Very well, the man who disputes none of them we concede to be entitled to go at large. But that is concession enough. We cannot go any further than that; for we know that in all matters of mere opinion that same man is insane–just as insane as we are; just as insane as Shakespeare was. We know exactly where to put our finger upon his insanity: it is where his opinion differs from ours.

 

This is a handy working definition of round the twist for our purposes. It allows me to exclude a number of artists from consideration. I may have been disappointed to learn, for example, of David Mamet’s emergence as a Tea Partier, but while I feel free to regard his stated reasons for his ideological shift to be baffling and shallow, I don’t think they are, on their own, a basis for rejecting his work. (I dislike current Mamet because he’s become a mannered writer who hasn’t grown an inch in the last ten years. But his earlier stuff, from American Buffalo to Glengarry Glen Ross, still plays.) I spent much of the 1990s laughing at Dennis Miller’s stand-up comedy, and some of the last 13 years bored with his new persona as a right wing pundit. Still, the old stuff remains funny, if dated. Tom Cruise’s adventures in Scientology may bemuse me, but I still loved Mission Impossible: Ghost Protocol. Nabokov supported the Vietnam War and Richard Nixon, two things I find insupportable, yet I can read Lolita with pleasure. So insanity, defined as a difference of opinion, is cause for a slight sting of disappointment, but not necessarily for divorce from the artist.

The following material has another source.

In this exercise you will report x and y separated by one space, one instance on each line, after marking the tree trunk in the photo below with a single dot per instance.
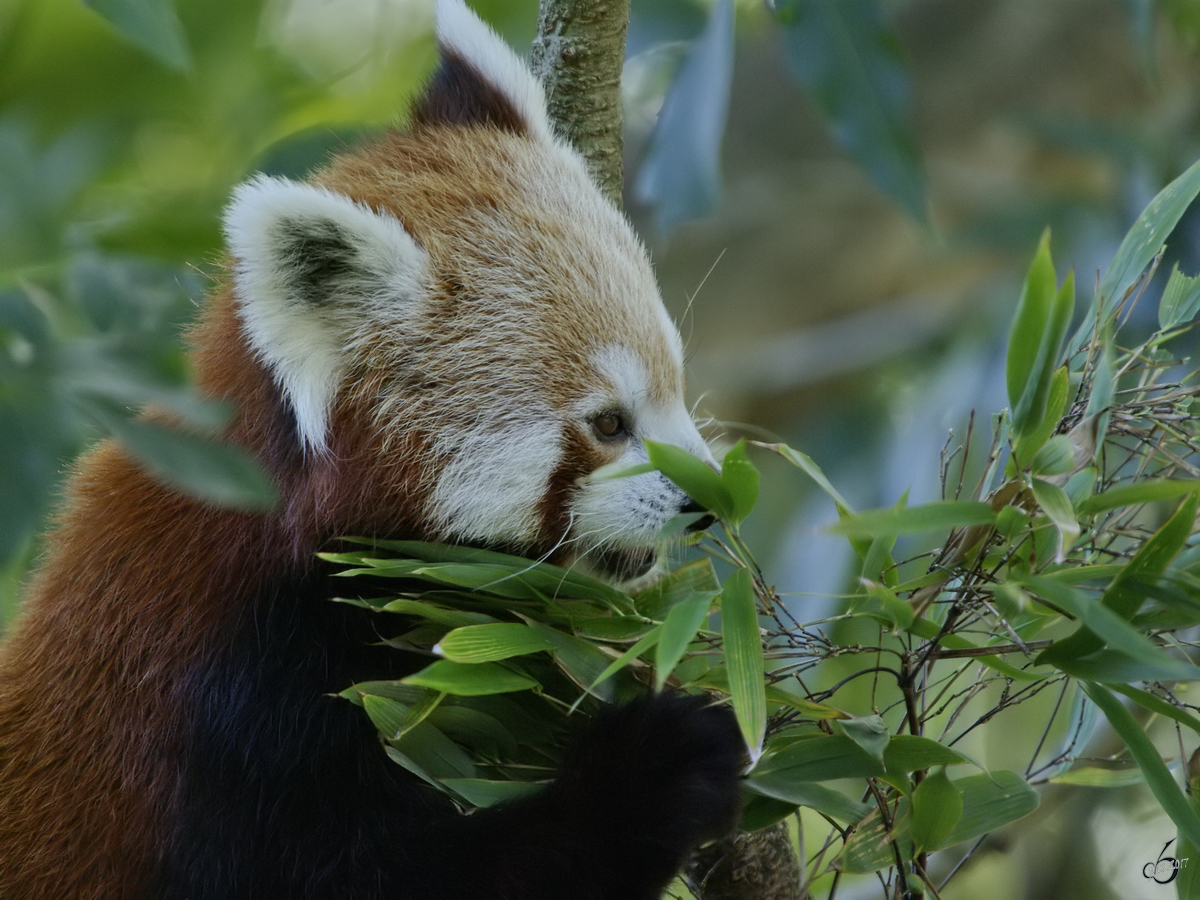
579 54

Charles Krafft, however, occupies a different position. We’re not dealing with a difference of opinion here. The historical reality of the Holocaust–that is, the Third Reich’s policy initiatives to exterminate Jews, Roma, Sinti, Slavs, Russian war prisoners,  Homosexuals, and Jehovah’s Witnesses–has been proven by mountains of physical, testimonial, photographic, and documentary evidence. Though the evidence can’t quite reach 8+7=15, that’s only because real world proof is always less compelling than mathematical proof. Historians will continue to refine our knowledge of events within the camps, ghettos, and on open fields of the western Soviet Union as further evidence emerges from archives. But none of that will change the fundamental facts. The evidence leaves no reasonable doubt of the Hitler regime’s guilt in the deliberate murder of 17 million people in Germany and German occupied territories, including 5-7 million Jews. That Krafft denies evidence that is available for anyone to investigate and instead prefers to believe that a racist conspiracy theory can account for Adolf Hitler’s poor reputation suggests that Krafft isn’t “in the working essentials” sane.

How then to treat Krafft’s art? I’m sure it’ll be necessary to reevaluate a great deal of it. How much of what was previously read as satirical or ironic can now be read as propaganda? Can great art be made from evil intentions and lies (see Birth of a Nation or Triumph of the Will)? Was Krafft’s art great or merely fashionable? If great, it may survive the controversy surrounding its creator (see Ezra Pound); if fashionable, Krafft’s disgrace will swallow it. Since I’ve seen Krafft’s work only after learning he’s a Holocaust denier, I find it hard to divorce myself from that knowledge when judging his art. Some of his pieces may still retain an irony, but the character of the irony is probably different and, at times, more than slightly nauseating.

Whether that says something about me or about the art, I can’t yet say. (JIllian Steinhauer makes the case that Krafft’s views completely change his art , while Russell Smith at the Global and Mail, argues the opposite.)

What do you, the readers at home, think? Can you appreciate the art of someone whose views turn your stomach? Can great art be made with evil intentions? Do you think that Krafft’s art can ever be separated from Krafft’s personal reputation?